In a lengthy interview with The Dan Bickley Show with Vince Marotta on Friday, Kendrick systematically addressed many of those areas.

“We certainly can always make improvements,” he began, hinting at the team’s offseason plans.

The owner then clarified what, exactly, those improvements might be, backing up something that Towers has already suggested.

“You could have a debate, and internally we have: which is more important — adding a near top of the rotation starter or adding a significant bat?

“Both, frankly, are needs that we would like to fill if the right circumstances present themselves.”

The Diamondbacks scored well above the NL average in runs last season, with 685, while their starting pitching ranked in the bottom-third of league teams in all major statistical categories.

And although the Diamondbacks have mostly addressed the state of flux of the coaching staff — which saw several departures over the offseason — one thing remains to be seen: will Gibson remain at the helm after this season? Then, will his boss, Towers, have a job with the organization too?

“Frankly, it’s a performance business,” Kendrick said.

“People that are in the position of manager, general manager and players are rewarded for performance.”

Over the last two years, that performance has neither been negative nor positive, but .500.

Still, Kendrick changed directions quickly, saying the performance wasn’t necessarily, disappointing to him.

“I’m comfortable with where we are with he and Kevin and I think they’re comfortable with where we are.”

Gibson, in particular, had an opportunity that seemed to have some legitimacy over the offseason, when the Detroit Tigers’ managerial role opened up with the resignation of Jim Leyland. The former Tiger and Michigan native, who resides in the Great Lake state for much of the offseason, was frequently mentioned among the candidates for the opening. But, to the surprise of many, the Diamondbacks skipper was quick to publicize his lack of interest in the position, perpetuating the seeming vulnerability of his job security in Arizona.

“He has a very strong sense of loyalty to a mission that he signed up for here that he doesn’t feel he has completed,” Kendrick said of Gibson.

Moving even higher up the Diamondbacks food chain, the team’s president seems to have a fair shake at being Bud Selig’s successor.

That hot topic, too, caught Kendrick’s breath.

“There are lots of very prominent names that have been mentioned (for the commissioner role),” he began. “I’m very proud that Derrick’s name would be mentioned.

“Of course, I’d be sad to lose him but proud of him if he were selected for the position and I would understand it if he were selected and were to take it.”

If you’re keeping score, three of the top three Diamondbacks personnel — Gibson, Towers and Hall — are in volatile places.
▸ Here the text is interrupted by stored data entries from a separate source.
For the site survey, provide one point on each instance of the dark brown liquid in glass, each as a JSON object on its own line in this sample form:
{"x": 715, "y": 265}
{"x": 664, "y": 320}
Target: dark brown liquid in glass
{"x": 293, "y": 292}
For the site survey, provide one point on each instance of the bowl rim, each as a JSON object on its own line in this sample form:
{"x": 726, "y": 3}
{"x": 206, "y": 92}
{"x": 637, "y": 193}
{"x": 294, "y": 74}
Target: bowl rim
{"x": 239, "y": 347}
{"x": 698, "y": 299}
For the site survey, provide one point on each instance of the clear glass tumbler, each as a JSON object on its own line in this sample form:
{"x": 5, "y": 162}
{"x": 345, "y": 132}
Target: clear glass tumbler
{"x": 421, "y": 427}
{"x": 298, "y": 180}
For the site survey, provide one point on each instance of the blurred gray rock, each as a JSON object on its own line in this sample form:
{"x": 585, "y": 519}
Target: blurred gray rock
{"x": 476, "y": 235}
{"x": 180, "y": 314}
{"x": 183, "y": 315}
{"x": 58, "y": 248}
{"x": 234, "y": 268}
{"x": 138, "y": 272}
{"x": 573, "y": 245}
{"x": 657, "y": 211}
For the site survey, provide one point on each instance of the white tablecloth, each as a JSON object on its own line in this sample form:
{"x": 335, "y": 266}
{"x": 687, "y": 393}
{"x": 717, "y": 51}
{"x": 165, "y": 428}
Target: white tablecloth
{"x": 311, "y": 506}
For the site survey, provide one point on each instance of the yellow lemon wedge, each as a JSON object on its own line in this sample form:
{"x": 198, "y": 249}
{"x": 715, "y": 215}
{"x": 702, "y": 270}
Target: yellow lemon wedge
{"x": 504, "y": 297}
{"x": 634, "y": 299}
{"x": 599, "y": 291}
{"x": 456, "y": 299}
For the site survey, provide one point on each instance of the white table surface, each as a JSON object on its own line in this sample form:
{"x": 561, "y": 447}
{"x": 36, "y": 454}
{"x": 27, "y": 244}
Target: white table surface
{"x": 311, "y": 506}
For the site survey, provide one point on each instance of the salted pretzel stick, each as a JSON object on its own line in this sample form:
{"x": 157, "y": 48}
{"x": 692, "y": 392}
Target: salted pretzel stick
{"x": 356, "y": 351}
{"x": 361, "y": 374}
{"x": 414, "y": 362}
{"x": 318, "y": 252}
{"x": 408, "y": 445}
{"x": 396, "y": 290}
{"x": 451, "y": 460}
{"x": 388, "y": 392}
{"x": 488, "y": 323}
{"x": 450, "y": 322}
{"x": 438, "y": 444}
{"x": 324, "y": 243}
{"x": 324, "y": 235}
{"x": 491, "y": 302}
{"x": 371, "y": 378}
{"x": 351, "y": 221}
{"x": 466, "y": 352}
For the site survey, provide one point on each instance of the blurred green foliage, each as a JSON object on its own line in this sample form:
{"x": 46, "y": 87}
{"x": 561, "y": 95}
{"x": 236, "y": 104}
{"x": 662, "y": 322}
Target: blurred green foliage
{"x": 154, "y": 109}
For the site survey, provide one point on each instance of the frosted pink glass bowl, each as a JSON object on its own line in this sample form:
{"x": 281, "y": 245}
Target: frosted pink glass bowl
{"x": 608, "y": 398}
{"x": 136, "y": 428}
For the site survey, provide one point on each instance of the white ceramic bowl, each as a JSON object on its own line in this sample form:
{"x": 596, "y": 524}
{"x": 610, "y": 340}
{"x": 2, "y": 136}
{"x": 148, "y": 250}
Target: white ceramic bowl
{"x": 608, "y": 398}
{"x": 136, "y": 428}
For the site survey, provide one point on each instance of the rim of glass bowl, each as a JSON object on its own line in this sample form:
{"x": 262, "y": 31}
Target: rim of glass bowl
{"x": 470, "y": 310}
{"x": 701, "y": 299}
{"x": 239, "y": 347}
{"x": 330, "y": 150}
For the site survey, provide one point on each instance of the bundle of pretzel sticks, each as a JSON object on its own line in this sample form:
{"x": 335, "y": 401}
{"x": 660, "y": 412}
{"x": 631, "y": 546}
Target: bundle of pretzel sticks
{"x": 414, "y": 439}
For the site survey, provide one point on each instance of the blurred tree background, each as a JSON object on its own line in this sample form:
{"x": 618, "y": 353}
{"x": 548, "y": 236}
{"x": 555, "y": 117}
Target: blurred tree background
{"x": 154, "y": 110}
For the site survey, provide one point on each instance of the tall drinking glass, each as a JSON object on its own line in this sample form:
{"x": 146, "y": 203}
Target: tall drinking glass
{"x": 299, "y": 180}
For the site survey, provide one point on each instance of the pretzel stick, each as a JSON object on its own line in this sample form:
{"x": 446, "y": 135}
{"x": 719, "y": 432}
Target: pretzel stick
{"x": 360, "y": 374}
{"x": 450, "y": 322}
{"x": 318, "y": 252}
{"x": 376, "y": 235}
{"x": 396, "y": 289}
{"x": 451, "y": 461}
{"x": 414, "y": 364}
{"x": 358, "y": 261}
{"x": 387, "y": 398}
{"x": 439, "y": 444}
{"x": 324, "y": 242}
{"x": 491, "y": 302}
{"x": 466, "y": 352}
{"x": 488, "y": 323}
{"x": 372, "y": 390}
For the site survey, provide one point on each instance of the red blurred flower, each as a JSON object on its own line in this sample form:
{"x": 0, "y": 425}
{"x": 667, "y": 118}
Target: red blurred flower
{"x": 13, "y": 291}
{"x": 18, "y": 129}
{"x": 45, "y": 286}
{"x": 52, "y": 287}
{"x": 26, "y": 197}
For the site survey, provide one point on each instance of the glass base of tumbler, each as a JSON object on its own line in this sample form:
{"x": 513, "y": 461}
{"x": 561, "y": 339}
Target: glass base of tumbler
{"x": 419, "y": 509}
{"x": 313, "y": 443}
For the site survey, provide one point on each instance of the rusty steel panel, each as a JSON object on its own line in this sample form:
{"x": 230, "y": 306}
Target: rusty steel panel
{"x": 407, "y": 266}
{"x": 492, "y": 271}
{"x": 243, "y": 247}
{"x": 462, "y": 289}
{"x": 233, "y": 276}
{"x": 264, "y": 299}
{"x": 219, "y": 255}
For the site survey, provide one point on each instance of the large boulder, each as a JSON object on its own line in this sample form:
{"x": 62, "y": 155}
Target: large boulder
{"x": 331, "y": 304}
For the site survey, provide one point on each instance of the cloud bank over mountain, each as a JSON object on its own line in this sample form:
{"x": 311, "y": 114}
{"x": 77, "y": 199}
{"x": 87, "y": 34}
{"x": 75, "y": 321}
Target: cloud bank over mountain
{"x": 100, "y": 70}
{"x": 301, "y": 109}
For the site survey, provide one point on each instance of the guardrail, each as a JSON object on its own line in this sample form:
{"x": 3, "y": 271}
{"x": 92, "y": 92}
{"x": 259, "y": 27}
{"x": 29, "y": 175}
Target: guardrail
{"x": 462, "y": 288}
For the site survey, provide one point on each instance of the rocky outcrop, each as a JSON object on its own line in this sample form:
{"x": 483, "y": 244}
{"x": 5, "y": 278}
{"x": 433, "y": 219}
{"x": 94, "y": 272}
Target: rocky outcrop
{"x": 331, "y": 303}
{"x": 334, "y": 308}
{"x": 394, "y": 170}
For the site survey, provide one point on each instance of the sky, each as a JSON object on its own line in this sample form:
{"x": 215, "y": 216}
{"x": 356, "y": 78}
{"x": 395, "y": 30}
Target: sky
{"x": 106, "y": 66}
And payroll, too, is on notice, just in a good way.

“We’re at a place now where this year’s team’s payroll is likely to be at or maybe above the highest amount of money ever spent on a Diamondbacks team in its history,” Kendrick boasted.

“We’re back at that $100M of payroll and we will continue to increase payroll and we don’t have that burden of the past that we had to deal with for a lot of years.”

Another team in the division, the Dodgers, have an increasing payroll, too. And the rivalry with that team is one of the only other things that’s sure within Kendrick’s organization.

“We’re not going to spend as much money as they, but we’re going to spend adequate money and ever-increasing money,” the owner said.

“We need to be smarter than the guy who spends more money than we and over time we have been and we’ve had some success with a much more modest payroll than we’re going to have going forward.”

Of the rivalry, Kendrick went on.

“I think it’s great to have an intense competitiveness on the field,” he said.

I have a hard time controlling what I do and I certainly have no control over what people in Los Angeles do, but my view of sports in general is that you should win with class and lose with dignity.”

Ken Kendrick and the Los Angeles Dodgers — they you can trust will be around when the dust settles after the Diamondbacks’ 2014 season. Most everything else seems pretty up in the air.